Operadoras assinam contratos para exploração do 4G no País
As operadoras vencedoras do leilão do 4G assinaram nesta terça-feira os termos de autorização para explorar a quarta geração de telefonia no Brasil junto à Agência Nacional de Telecomunicações (Anatel). A tecnologia promete aumentar em 10 vezes a velocidade de conexão, se comparada com a atual tecnologia 3G.
O cronograma definido pela Anatel no edital de licitação da quarta geração, o 4G deve estar funcionando nas cidades-sede da Copa das Confederações em abril de 2013 e até dezembro do ano que vem nas cidades-sede da Copa do Mundo. Alguma operadoras, porém, já vêm realizando testes em algumas cidades, segundo o Sindicato Nacional das Empresas de Telefonia e do Serviço Móvel Celular e Pessoal (SindiTelebrasil).
As empresas assinaram também um termo de compromisso para intensificar o compartilhamento de infraestrutura do 4G. Segundo o SindiTeleBrasil, a oferta da nova tecnologia vai exigir a ampliação da rede, já que a tecnologia usada para a prestação do 4G exigirá um número pelo menos três vezes maior de antenas que o atual serviço de terceira geração (3G).

fonte: TERRA

Setor de Telefonia evita falar sobre desoneração de impostos e afirmam ter tarifas mais baixas do mundo

Em Seminário de Telecomunicações, organizado pela Fiesp, Diretor da Tim fala que “Os tributos representam 50% da conta de telefonia. Isso inibe a massificação, afinal temos uma das tarifas mais baixas do mundo”
e acreditem, nem vermelho ele ficou. Lógicamente a platéia reagiu de forma negativa a esta afirmação.
Secretário de Telecomunicação do Ministério das telecomunicações, reconheceu que o país tem tarifação altíssima e disse que governo pretende incluir acesso à banda larga no Bolsa Família.

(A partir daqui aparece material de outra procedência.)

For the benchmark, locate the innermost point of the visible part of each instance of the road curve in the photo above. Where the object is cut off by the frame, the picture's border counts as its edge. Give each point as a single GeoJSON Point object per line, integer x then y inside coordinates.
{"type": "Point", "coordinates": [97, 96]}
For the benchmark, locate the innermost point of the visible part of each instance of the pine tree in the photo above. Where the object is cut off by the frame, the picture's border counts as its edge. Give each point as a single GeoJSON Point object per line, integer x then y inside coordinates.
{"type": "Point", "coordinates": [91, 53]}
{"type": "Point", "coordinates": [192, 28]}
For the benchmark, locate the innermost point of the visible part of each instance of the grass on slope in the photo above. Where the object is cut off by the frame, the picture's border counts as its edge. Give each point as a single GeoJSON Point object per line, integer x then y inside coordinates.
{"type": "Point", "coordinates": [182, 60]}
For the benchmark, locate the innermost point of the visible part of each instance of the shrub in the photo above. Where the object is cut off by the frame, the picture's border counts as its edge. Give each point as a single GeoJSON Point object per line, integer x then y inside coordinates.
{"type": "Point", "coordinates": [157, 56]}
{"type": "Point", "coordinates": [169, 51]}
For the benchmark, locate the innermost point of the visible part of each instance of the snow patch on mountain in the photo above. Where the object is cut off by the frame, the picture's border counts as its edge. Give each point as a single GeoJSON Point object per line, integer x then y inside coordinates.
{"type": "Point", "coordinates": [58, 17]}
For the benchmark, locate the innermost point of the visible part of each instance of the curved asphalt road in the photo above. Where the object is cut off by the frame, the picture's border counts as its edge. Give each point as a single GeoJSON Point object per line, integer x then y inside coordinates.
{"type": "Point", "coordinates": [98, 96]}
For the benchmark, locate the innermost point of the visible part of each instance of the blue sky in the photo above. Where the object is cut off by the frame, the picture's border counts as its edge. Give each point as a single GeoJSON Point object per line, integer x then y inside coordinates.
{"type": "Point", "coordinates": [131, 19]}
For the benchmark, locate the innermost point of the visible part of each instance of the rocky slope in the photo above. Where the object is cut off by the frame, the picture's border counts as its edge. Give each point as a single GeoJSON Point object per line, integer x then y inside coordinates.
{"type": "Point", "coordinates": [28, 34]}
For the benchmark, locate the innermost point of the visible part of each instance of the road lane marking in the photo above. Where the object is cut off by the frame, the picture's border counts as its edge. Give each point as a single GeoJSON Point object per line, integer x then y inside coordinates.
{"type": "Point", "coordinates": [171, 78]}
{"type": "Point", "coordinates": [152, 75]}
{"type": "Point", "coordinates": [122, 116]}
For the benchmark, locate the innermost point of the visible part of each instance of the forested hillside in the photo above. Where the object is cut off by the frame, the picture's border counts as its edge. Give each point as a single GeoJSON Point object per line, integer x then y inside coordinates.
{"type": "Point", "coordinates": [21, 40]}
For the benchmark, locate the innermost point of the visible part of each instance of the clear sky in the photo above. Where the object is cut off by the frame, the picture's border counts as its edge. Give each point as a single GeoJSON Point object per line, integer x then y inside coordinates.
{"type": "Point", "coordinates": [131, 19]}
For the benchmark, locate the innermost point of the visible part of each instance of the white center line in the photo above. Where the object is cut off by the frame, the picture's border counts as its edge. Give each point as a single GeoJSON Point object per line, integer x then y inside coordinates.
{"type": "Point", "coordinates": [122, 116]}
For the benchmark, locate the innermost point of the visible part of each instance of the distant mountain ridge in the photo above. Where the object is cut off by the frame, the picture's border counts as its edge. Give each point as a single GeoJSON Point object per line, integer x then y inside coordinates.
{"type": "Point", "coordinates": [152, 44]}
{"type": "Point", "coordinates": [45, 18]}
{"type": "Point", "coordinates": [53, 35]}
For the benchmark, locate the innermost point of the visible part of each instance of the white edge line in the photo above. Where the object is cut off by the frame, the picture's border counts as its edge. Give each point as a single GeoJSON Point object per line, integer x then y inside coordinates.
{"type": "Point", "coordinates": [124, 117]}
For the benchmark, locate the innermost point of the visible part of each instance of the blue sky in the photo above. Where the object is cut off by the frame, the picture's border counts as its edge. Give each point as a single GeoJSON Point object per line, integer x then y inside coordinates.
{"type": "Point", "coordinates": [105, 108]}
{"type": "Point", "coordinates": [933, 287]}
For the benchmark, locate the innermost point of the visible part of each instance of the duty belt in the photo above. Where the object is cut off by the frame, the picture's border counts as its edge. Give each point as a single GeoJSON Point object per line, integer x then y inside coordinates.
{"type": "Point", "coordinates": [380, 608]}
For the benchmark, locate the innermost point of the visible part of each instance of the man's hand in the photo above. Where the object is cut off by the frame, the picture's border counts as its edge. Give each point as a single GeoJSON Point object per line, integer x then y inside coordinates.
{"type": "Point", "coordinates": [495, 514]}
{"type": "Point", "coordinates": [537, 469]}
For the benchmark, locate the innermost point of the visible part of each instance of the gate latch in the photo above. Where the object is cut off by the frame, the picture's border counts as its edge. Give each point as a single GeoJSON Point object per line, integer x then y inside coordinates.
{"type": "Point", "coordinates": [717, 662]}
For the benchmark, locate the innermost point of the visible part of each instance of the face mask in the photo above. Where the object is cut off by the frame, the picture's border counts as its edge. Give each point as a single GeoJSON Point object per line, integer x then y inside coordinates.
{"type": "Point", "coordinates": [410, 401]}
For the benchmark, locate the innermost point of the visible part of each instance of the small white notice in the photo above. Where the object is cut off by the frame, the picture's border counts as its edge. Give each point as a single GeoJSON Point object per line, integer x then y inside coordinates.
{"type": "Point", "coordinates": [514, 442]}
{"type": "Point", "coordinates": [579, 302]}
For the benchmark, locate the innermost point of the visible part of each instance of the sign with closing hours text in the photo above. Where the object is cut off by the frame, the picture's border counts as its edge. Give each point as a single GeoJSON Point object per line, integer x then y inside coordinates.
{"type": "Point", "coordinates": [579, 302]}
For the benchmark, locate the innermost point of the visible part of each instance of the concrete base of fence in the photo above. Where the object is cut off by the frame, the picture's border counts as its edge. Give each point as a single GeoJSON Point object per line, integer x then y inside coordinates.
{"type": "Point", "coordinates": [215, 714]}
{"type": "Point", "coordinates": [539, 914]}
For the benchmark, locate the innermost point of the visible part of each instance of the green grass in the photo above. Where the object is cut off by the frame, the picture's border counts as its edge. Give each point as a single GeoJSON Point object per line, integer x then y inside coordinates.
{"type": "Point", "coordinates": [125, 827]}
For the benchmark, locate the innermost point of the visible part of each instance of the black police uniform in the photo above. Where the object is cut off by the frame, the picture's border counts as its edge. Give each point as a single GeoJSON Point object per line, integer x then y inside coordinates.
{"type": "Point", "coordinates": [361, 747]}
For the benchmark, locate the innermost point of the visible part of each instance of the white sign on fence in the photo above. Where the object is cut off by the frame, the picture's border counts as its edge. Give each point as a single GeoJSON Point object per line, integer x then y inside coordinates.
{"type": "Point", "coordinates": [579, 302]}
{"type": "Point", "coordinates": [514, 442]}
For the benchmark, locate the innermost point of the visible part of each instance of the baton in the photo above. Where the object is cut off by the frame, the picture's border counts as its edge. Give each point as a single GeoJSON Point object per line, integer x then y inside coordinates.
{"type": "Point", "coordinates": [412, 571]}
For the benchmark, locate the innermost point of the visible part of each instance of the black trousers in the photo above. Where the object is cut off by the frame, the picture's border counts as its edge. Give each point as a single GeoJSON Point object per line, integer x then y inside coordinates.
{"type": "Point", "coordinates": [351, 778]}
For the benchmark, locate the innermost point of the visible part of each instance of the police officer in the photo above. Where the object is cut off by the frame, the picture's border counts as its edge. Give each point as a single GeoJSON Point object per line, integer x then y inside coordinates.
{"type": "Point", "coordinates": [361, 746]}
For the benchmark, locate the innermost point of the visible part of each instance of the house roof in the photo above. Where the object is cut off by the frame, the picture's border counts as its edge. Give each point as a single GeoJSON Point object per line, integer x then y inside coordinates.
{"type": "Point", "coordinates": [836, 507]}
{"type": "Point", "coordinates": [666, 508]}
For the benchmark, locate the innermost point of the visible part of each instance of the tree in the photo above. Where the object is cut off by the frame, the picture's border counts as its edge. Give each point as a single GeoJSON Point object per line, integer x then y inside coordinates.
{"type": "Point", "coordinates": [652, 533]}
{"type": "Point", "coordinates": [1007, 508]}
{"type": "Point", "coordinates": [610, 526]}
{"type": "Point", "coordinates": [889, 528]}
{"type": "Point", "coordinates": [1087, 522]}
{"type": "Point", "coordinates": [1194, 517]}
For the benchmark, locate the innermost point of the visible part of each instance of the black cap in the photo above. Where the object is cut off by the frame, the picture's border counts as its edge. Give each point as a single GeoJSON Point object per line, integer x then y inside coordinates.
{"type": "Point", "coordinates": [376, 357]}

Setor de telefonia ignorou oferta de desoneração, diz secretário

O secretário de telecomunicações do Ministério das Telecomunicações, Maximiliano Salvadori Martinhão, defendeu o governo das críticas à alta tributação da telefonia, atacando as empresas do setor. Ele participou de painel no Seminário de Telecomunicações, organizado pela Federação das Indústrias do Estado de São Paulo (Fiesp) e afirmou que o governo federal se ofereceu para fazer desoneração de tributos para haver massificação da banda larga, mas a resposta das empresas foi “nula ou opaca”. “Queríamos desonerar para atingir a população do Bolsa Família, mas não houve manifestação das empresas”, afirmou.
A declaração de Martinhão não foi comentada pelo presidente do grupo Telefônica no Brasil, Antonio Carlos Valente da Silva, e pelo diretor de inovação técnica da TIM, Janilson da Silva Bezerra Junior, que haviam criticado a alta taxa tributária do setor durante suas falas no seminário. “Os tributos representam 50% da conta de telefonia. Isso inibe a massificação, afinal temos uma das tarifas mais baixas do mundo”, disse Janilson em sua apresentação, arrancando reação negativa da plateia. Já Valente tinha afirmado que o país precisa avançar no quesito tributário para que o país se torne mais competitivo.
Martinhão disse que a proposta era desonerar da conta telefônica tributos como PIS, Cofins, Fust e Fintel. O percentual de redução dos tributos, segundo o secretário, não chegou a ser definido. “A proposta não evoluiu porque não houve interesse das empresas. Elas devem ter percebido que a redução de tributos federais é menor do que o ICMS [imposto estadual] pode provocar”, justifica. Ele também não soube informar quantas pessoas seriam beneficiadas pela redução de impostos.
4G
Já a necessidade de instalação de antenas nas cidades para implantação de tecnologia 4G deve ser amenizada, segundo ele, pelo compartilhamento das antenas atuais pelas companhias. “O acordo de compartilhamento de antenas entre as empresas vai possibilitar que algumas torres novas não precisem ser instaladas”, afirmou.
Segundo o secretário, as cidades-sede da Copa do Mundo de 2014 possuem compromisso com o governo federal para instalar de forma “célere” as antenas que vão possibilitar o uso da tecnologia 4G. Além disso, ele afirma que o governo não deve apresentar Medida Provisória (MP) sobre o assunto e aguarda aprovação no Senado da Lei Geral da Antena. “Não posso falar de prazos para a aprovação, mas a expectativa é que seja o mais rápido possível.”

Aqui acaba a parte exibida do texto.